夜は不安のもやが渦巻きやすい時間だ。あれこれ考える時間ができるのが主に寝る前だ。もやが渦巻く夜になり、エイトの姿を見ると口から不安がこぼれ出る。

「私が居候していていいのかな? 新しい出会いとか恋の邪魔じゃない?」
 ナナは不安に思っていることをぶつける。なるべくお互い思ったことは伝えあうのが家族のルールだ。

「俺は、美佐子さん一筋だし、今のところ彼女作る気はないぞ」

「お母さんと私に遠慮して新しい恋愛ができないのは、まだ未婚で若いのに申し訳ないなって思う。もし、本当に好きな人が現れたら遠慮なく恋愛でも結婚でもしなさいよ」

「俺は、そんなに惚れっぽくないんだって」

「でも、好きになるのは理屈じゃないから、生きていればそういうことがあるかもしれないでしょ」

「わかったよ。遠慮はしない。でも、今はそんな気持ちにはなれないけどな」

 本当に誠実な人なんだなぁと背の高いエイトを見上げる。

「実は、俺ってちゃんと付き合ったことないんだ。美佐子さんとはデートもしないままだったし、高校の時は、親が死んでアシスタントのバイトしながら受験勉強して、大学生の時にデビューしたから、遊んでる暇もなかったしな」

 エイトは家族でお兄ちゃんみたいな存在だ。その人が、意外に恋愛初心者だということに安堵してしまう。少しお腹が空いたなぁと思っていると、少し間を開けてエイトが提案した。

「腹減ったな。冷凍していたもので簡単に夜食でも作るか」

「またまた家事男子《カジダン》の腕の見せ所ってことね」

「時間あるときにまとめて冷凍保存していると、結構そのまま調理できたりして便利なんだよな」

「さすが、エイトの知恵袋!!」
 おどけながらエイトを持ち上げる。これは自身の不安を忘れるためでもあったのかもしれない。
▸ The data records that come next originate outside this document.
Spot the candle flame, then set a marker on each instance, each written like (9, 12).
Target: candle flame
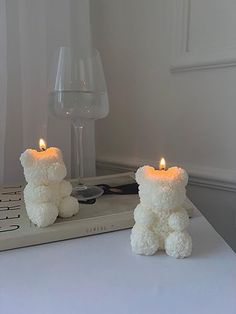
(162, 164)
(42, 145)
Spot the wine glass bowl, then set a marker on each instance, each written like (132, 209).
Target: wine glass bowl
(78, 93)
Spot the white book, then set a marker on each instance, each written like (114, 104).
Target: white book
(109, 213)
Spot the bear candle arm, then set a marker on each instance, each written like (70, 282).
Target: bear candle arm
(179, 220)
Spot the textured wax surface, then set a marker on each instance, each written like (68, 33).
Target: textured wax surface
(160, 219)
(47, 195)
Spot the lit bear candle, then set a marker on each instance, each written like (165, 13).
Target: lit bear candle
(47, 195)
(160, 219)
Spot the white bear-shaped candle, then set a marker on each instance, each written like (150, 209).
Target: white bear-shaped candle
(160, 219)
(47, 195)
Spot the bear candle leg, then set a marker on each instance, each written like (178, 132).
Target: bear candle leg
(178, 244)
(43, 214)
(143, 240)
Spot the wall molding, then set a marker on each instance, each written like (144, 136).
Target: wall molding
(194, 178)
(183, 59)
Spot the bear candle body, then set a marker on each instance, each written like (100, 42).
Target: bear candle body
(46, 194)
(160, 219)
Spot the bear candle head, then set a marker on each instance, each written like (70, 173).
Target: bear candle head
(159, 189)
(43, 167)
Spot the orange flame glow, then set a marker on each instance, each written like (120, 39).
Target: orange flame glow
(162, 164)
(42, 145)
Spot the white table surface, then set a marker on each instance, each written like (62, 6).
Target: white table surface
(100, 274)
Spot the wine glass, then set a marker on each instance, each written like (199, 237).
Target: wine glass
(78, 93)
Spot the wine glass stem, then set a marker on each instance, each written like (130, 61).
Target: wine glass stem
(79, 169)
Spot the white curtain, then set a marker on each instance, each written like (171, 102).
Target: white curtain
(30, 32)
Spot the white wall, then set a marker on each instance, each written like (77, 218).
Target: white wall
(188, 117)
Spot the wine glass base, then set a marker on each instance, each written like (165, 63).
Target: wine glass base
(85, 193)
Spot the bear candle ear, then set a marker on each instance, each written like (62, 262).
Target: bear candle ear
(27, 158)
(183, 176)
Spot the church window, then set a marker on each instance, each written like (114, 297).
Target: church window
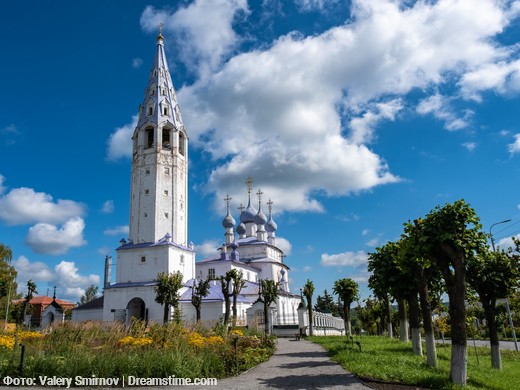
(149, 138)
(166, 142)
(182, 142)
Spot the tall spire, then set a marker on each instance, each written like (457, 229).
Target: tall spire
(160, 101)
「おう、任しとけぃ!! 今日は鶏肉とピーマンのチーズ焼きだ。おつまみの一品に最高だ」
 ノリがいいのがエイトらしい。

「鶏肉は冷凍していたの?」

「空気が入らないように冷凍して、下味をつけるとそのままレンジでチンで一品できるからな。下味は、簡単にすきやきの素だぜぃ」

 ノリの良さにはノリで返すのがエイトだ。エイトはナナの不安の渦を取り払うかのような明るい態度だ。

 冷蔵庫からピーマンを取り出して細く刻む。そして、冷凍していた鶏肉を解凍させて、ピザ用チーズをかけてレンジで温める。簡単に一品ができた。

「たしかに、醤油おおさじ1とか、計るのは面倒だから、味付けに便利だよね、すきやきの素かぁ」

「ちなみに、めんつゆも結構味付けには便利だぞ」

「たしかに、酒1、みりん1って初心者にはハードル高いよね」

「今日は死神業もないし、俺は、久々にビールでも飲んでくつろぐとするか」

「じゃあ、私はジュースでかんぱい」

 エイトが作る一品料理は簡単だけれどおいしいので、胃袋は完全にエイトにつかまれているといっても過言ではない。それくらい、エイトと一緒にいる時間が増えるにしたがって、彼の良さが見えているという事実があった。

 自宅の即席深夜レストランは案外心地いい。心があったまる。
 多分、エイトの愛情がふんだんに散りばめられているからだろう。